14. No individual under 18 years of age shall be allowed to receive any occupational radiation dose except for training purposes.
1. For film based radiography, only American National Standards Institute Speed Group E film or faster (i.e. Kodak Insight), shall be used for all intra-oral radiographic procedures.
2. For introral radiography, rectangular collimation should be achieved, either by using a rectangular tube or a rectangular collimation.
3. No operator shall be permitted to hold patients or films/sensors during exposure. If assistance is required for children or handicapped patients, an adult member of the patient's family may assist. The hands and body of the assisting person should be positioned in a manner to prevent primary beam exposure, and a protective lead apron and gloves of 0.5 mm lead equivalence should be provided for the assistant.
4. Only the patient shall be in the operatory during radiation exposure. All other individuals shall be required to leave the area.
5. During each exposure, the operator shall stand behind the barrier provided for each operatory.
6. Leaded rubber aprons and thyroid shields shall be used for all intra-oral procedures as an additional precaution to minimize scatter radiation exposure to the body of the patient.
7. Leaded rubber aprons should be used for all extra-oral procedures, when feasible.
8. The patient should be observed through a lead-glass window, if possible, during each exposure.
9. The patient record must accompany each patient before exposures can be made. The operator must review the history of previous patient exposure and status in regard to any infectious disease.
10. If a malfunction is detected in an X-ray machine, it should be corrected immediately or the machine shall be "closed down" until the necessary corrections have been made and the equipment recalibrated. All repairs/adjustments must be documented.
11. Mechanical support of the tube head and cone shall maintain the exposure position without drift or vibration. These shall not be hand held during exposure.
12. Intraoral film/sensor holding devices must be used except when endodontic procedures do not permit doing so. In those cases where the patient must hold the extraoral film cassette, the patient must wear 0.5 mm lead equivalent gloves on the hand that holds the cassette. In addition, any portion of the body, other than the area of interest must be covered by 0.5 mm lead equivalent material.
13. All intraoral film/sensor holding devices must be sterilized according to SOD Infection Control Policy.

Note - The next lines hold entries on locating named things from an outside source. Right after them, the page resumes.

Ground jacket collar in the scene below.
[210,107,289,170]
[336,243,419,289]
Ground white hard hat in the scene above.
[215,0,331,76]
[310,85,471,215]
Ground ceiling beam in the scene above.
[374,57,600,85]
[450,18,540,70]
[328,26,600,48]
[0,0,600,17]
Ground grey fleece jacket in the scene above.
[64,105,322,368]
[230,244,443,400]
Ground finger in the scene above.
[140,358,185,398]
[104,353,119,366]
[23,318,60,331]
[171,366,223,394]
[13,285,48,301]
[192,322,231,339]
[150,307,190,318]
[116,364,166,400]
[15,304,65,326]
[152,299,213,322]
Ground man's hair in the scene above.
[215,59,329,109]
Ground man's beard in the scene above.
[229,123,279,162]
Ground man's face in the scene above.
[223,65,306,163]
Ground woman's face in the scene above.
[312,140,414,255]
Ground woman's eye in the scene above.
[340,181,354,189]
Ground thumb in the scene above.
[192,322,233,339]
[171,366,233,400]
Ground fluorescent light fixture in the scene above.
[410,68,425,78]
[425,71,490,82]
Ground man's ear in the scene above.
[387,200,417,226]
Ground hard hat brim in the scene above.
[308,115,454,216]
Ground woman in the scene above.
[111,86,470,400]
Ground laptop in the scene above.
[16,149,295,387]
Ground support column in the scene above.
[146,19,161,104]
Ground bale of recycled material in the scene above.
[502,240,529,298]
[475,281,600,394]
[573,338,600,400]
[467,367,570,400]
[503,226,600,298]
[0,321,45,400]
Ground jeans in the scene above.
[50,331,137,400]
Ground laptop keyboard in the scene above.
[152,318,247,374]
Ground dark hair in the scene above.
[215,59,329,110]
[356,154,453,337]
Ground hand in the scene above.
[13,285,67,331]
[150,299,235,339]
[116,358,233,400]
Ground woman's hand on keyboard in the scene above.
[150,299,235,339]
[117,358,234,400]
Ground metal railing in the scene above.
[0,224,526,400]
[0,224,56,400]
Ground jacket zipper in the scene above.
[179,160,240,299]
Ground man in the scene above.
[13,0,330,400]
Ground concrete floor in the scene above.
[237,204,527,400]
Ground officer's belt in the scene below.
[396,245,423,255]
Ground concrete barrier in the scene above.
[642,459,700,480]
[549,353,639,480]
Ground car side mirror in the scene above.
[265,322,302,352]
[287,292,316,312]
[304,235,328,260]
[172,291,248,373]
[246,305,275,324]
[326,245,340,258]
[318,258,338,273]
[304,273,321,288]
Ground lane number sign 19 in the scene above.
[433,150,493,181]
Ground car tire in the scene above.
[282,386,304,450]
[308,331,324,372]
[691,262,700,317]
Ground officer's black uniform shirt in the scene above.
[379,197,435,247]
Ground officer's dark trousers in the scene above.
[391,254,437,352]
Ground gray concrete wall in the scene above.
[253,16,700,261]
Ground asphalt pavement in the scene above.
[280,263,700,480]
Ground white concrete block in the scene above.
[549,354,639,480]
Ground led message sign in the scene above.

14. Extra-oral exposures should employ screen-film combinations of the highest speed consistent with their diagnostic objectives. Direct exposure X-ray film (without intensifying screens in a cassette) shall not be permitted for extraoral radiography.
15. Intra-oral fluoroscopy shall not be used for intra-oral radiographic examinations.
16. The target to skin distance for intra-oral radiographs shall not be less than 7.1 inches, and preferably should be a minimum of 12 inches or longer. The target to skin distance for extra-oral radiography shall not be less than 11.8 inches.
17. The exposure control switch shall be of "dead-man" type, i.e., it requires continuous pressure by the operator to complete the circuit. This switch must be positioned behind a protective barrier.
18. All intra-oral X-ray machines shall be equipped with open-ended, shielded cones limiting the beam diameter to 2.76 inches at the patient's face. When using rectangular collimation, the longer side of the rectangular beam at the patient's face should not exceed 2 inches.
19. Extra-oral X-ray machines shall be collimated so that the beam size does not exceed the area of interest and/or the film cassette size.
20. The half-value layer (HVL, beam quality) for a given kVp should not be less than the values prescribed by the Minnesota Department of Health.
21. X-ray machines designed to use kilovotage of less than 50 shall not be used for diagnostic purposes.